They Walked Like Men
Reviewed date: 2007 Jan 11
Has it really been three years since I've read Simak? That's far too long. Of course, I haven't read an Asimov novel in even longer, but my excuse is that I've already read most of Asimov's work, which I can't say about Simak. And egads!--it's been two years since I've read Arthur Clarke or Poul Anderson.
Simak is rightfully remembered for his masterful City, but I find it curious that They Walked Like Men is rarely mentioned among his best works. It may be overlooked because it is less sf than it is horror. It's like a cross between The Puppet Masters and Invasion of the Body Snatchers, told in an eerie Twilight Zone tone. The sf is present, but it takes a back seat to the horror.
The first signs of alien invasion show up in the economic numbers: housing is booming. Builders are working double-time, and still the demand outstrips supply. Apartments for rent are unavailable, anywhere. Without adequate housing, there is a growing class of working homeless, and it is nearing the crisis point.

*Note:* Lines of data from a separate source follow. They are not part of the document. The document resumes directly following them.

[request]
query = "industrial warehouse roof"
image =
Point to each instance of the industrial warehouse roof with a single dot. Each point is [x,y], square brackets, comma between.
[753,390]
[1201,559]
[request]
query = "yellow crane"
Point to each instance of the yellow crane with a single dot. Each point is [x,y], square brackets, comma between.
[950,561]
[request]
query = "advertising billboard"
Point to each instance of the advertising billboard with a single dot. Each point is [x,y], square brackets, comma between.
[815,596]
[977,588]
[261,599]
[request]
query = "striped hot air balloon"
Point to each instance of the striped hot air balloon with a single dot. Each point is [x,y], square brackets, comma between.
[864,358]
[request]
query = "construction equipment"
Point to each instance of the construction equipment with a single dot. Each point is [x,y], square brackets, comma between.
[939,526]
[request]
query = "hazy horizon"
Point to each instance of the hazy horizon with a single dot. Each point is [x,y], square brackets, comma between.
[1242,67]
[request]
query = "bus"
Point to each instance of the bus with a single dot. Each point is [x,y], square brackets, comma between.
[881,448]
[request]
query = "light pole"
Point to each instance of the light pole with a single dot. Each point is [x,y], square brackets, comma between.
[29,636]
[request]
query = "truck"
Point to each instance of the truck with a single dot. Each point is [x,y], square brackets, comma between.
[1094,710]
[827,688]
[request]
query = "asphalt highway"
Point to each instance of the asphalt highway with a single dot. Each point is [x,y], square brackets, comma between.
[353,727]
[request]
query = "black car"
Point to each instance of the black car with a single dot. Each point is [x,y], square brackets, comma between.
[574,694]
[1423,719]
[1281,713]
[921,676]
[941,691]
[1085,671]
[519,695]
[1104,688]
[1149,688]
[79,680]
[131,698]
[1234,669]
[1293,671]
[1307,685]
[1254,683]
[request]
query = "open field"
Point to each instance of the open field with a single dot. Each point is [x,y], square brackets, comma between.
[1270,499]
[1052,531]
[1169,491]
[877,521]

All this is seen by Parker Graves, a newspaperman, but the economy is not his thing, so he gives it no thought. The next sign of invasion is the sale of Franklin's, the local department store. The new owner paid twice the store's worth, and immediately announced that Franklin's would be closed, permanently. No reason was given.
Graves does some research, and discovers that it's not just Franklin's and housing; somebody is buying up the entire town. And not just the town--the whole world. And that's when he meets the aliens: shapeshifting bowling balls from outer space that are conquering the Earth in a neat, legal way: buying it up. Graves can't get anyone except his girlfriend Joy to believe him, so he tries to find a way to stop the invasion himself--or at least a way to force the bowling balls out into the open so that their secret plan is revealed.
They Walked Like Men is a top-notch book, but falls short of exceptional because of a disappointing ending. Graves finds a magic bullet that thwarts the bowling balls' plans. Simak weaves it into the plot so it's not a deus ex machina, but it's still a cop-out. It's the same level of stupidity as building a moon-sized battle station with a fatal weakness that can be exploited by a brave X-wing pilot, or (as in the movies Signs and Day of the Triffids) aliens that are allergic to water. Aliens that can stage a complete buyout of the entire Earth should not have a fatal weakness that can be exploited by one lousy newspaperman and his posse of wacky friends.
Still, I absolutely love the book. I rate it a solid four.